Nissan Ineligible for Wage Hike-Related Preferential Tax Treatment for at Least 1 Year; Ineligibility Follows Violation of Subcontract Law

Yomiuri Shimbun file photo
Nissan Motor Co. Global Headquarters in Yokohama

Nissan Motor Co. has lost its right to use the wage-related preferential tax system for at least a year. The system offers reduced corporate tax to companies that raise their employees’ wages. The company’s ineligibility to use the system follows its unilateral reduction of payments owed to subcontractors in violation of the Subcontract Law.

Until now, Nissan had benefitted from the tax system, meaning that the impact of the company’s violation of the law may reach its profitability.

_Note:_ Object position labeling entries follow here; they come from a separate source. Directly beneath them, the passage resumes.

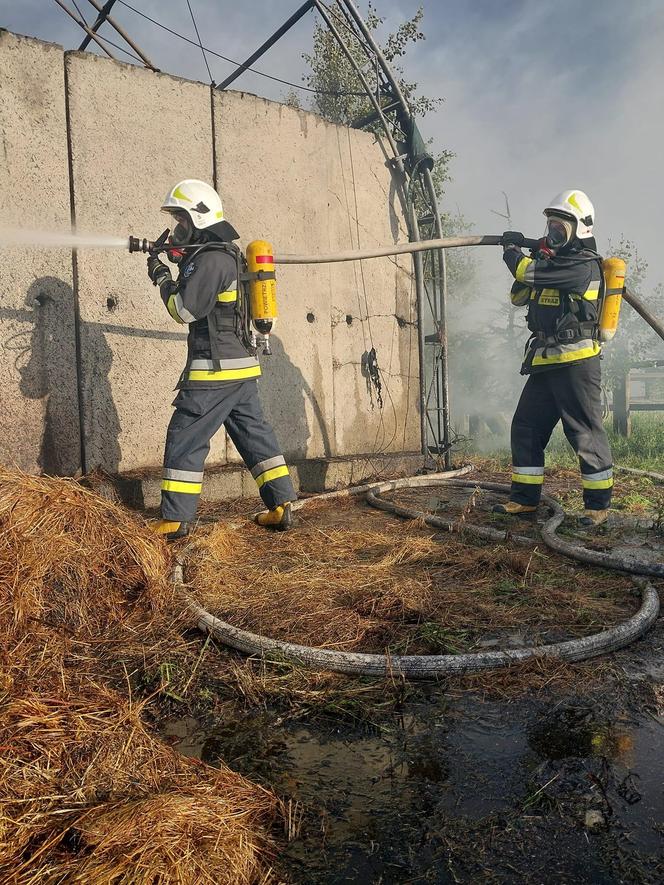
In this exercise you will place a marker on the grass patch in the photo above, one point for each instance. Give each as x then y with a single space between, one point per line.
381 584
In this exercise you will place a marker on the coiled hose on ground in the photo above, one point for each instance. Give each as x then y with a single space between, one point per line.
431 666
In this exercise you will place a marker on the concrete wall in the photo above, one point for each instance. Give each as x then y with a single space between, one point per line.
38 400
284 175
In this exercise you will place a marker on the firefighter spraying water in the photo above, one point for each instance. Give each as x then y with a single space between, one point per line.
230 308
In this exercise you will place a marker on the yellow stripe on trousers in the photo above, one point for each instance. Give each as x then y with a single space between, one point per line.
597 483
175 485
275 473
528 479
224 374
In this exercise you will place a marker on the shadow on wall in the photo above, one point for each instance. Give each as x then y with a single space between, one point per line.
284 393
49 373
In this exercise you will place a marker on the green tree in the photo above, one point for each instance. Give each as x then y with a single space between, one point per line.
635 340
339 96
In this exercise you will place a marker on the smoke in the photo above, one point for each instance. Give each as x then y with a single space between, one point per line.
15 237
538 98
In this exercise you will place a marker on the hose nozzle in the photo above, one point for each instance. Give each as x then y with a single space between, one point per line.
138 245
153 247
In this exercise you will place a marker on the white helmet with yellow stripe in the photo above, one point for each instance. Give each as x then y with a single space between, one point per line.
576 205
197 205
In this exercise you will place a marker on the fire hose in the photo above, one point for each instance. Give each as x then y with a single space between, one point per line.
452 243
431 666
154 247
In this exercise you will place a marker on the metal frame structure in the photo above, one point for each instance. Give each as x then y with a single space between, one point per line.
411 162
412 166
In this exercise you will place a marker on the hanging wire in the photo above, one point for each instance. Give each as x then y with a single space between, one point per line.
106 40
200 43
232 61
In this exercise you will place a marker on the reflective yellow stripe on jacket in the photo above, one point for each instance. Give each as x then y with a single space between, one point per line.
224 370
566 353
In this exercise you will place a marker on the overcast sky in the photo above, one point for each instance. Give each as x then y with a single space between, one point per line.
539 95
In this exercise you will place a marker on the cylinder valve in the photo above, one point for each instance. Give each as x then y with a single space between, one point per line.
262 289
614 286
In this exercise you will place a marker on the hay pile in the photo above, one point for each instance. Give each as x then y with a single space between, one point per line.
383 583
87 794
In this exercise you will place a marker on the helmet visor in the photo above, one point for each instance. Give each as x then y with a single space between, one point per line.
183 232
559 232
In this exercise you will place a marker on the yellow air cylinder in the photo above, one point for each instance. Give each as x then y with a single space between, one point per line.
262 292
614 285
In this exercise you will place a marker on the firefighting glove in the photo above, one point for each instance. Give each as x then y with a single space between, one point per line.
157 271
512 239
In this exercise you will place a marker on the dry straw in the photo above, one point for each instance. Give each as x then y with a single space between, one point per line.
87 794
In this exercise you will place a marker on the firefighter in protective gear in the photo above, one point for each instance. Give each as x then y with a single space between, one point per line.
218 384
561 284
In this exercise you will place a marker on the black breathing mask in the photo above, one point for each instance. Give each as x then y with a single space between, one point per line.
559 233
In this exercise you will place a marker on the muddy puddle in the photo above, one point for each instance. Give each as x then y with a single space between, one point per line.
457 790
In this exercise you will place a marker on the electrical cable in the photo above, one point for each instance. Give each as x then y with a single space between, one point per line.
200 43
230 60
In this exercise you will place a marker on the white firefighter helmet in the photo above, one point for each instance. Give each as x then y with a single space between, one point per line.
202 204
576 205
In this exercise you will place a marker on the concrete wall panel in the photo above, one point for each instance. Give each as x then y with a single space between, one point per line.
373 303
134 134
38 399
272 178
284 175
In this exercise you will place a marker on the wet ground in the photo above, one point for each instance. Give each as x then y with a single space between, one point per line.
460 784
458 789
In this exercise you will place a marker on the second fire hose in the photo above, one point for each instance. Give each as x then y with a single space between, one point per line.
633 300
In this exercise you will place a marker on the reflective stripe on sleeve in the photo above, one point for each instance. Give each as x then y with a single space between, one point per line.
187 488
268 464
178 311
525 270
269 475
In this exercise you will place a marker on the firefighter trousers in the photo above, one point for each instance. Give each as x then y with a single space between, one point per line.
571 394
199 414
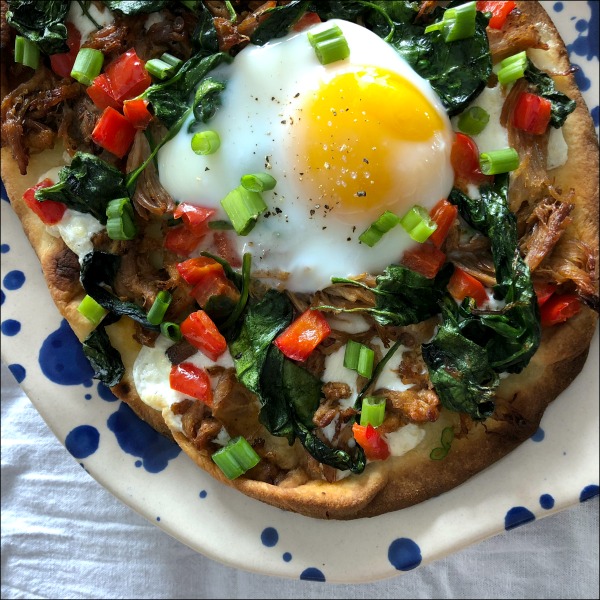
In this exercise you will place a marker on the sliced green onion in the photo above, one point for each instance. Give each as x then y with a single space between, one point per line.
220 225
91 310
473 120
359 358
372 411
206 142
171 330
26 52
418 224
258 182
499 161
457 23
236 457
88 65
374 233
163 67
120 224
329 44
512 68
243 208
159 307
365 362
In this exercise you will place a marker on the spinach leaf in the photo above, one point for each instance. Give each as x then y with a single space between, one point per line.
288 394
87 185
170 99
327 455
104 358
41 22
457 71
403 296
459 368
511 335
562 105
281 18
98 272
134 7
206 100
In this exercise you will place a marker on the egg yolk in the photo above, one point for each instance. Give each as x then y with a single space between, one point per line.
351 129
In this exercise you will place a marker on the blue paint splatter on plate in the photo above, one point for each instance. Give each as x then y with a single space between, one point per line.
62 359
14 280
312 574
18 371
10 327
517 516
139 439
269 537
404 554
82 441
588 492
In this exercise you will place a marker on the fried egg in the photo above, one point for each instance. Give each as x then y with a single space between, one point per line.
345 142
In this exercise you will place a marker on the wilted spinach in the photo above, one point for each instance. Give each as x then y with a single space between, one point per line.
41 22
104 357
98 272
288 394
87 185
402 296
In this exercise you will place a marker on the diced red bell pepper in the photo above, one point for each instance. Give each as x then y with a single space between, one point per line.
303 335
101 93
181 241
195 218
369 439
443 214
114 132
532 113
62 63
499 10
137 113
306 20
464 157
49 211
200 331
559 308
225 248
191 380
425 259
543 292
128 76
462 285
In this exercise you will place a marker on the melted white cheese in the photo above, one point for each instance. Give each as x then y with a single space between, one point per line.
83 23
76 229
404 439
151 371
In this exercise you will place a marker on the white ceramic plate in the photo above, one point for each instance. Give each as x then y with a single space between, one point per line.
556 468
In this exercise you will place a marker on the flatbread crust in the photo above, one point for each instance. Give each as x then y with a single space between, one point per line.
399 481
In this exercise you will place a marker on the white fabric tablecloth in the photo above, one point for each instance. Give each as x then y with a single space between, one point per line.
65 536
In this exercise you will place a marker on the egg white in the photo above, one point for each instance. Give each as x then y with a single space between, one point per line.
258 122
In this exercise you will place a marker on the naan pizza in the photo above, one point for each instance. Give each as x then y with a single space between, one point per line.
343 253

The preferential tax system, which started in fiscal 2013, has been expanded by the administration led by Prime Minister Fumio Kishida to encourage wage hikes.

Under the system as of fiscal 2024, large companies are eligible for a tax exemption equivalent to 35% maximum of the increase to their total payroll due to wage hikes.

To use the system, large companies like Nissan must publish on their website their management policy regarding returning profits to employees as well as policies related to their business partners.

On top of that, they must make a public “Declaration of Partnership Building” — a promise not to engage in unreasonable price negotiations with trade partners — via a dedicated website which the government and other organizations created. As of Friday, about 44,000 companies, including Toyota Motor Corp., are listed on the website.

The Economy, Trade and Industry Ministry delisted Nissan from the website after the Fair Trade Commission issued a recommendation to the company over its violation of the Subcontract Law in March.

Delisted companies cannot be relisted at least for one year, making Nissan ineligible to utilize the preferential tax system for that period.

Nissan decided to increase wages by 3.4% during the annual spring wage negotiations in 2023 and responded to the labor union with a wage hike as high as 5% during this year’s negotiations.

If Nissan had not violated the law, the automaker could have received a tax break through the system on its fiscal 2023 corporate tax payments as well.

For large companies, that tax reduction can amount to as much as several billion yen or more a year.

Nissan has refunded approximately \3 billion in total to 36 subcontractors that the Fair Trade Commission recognized as having been impacted by Nissan’s violation of the law.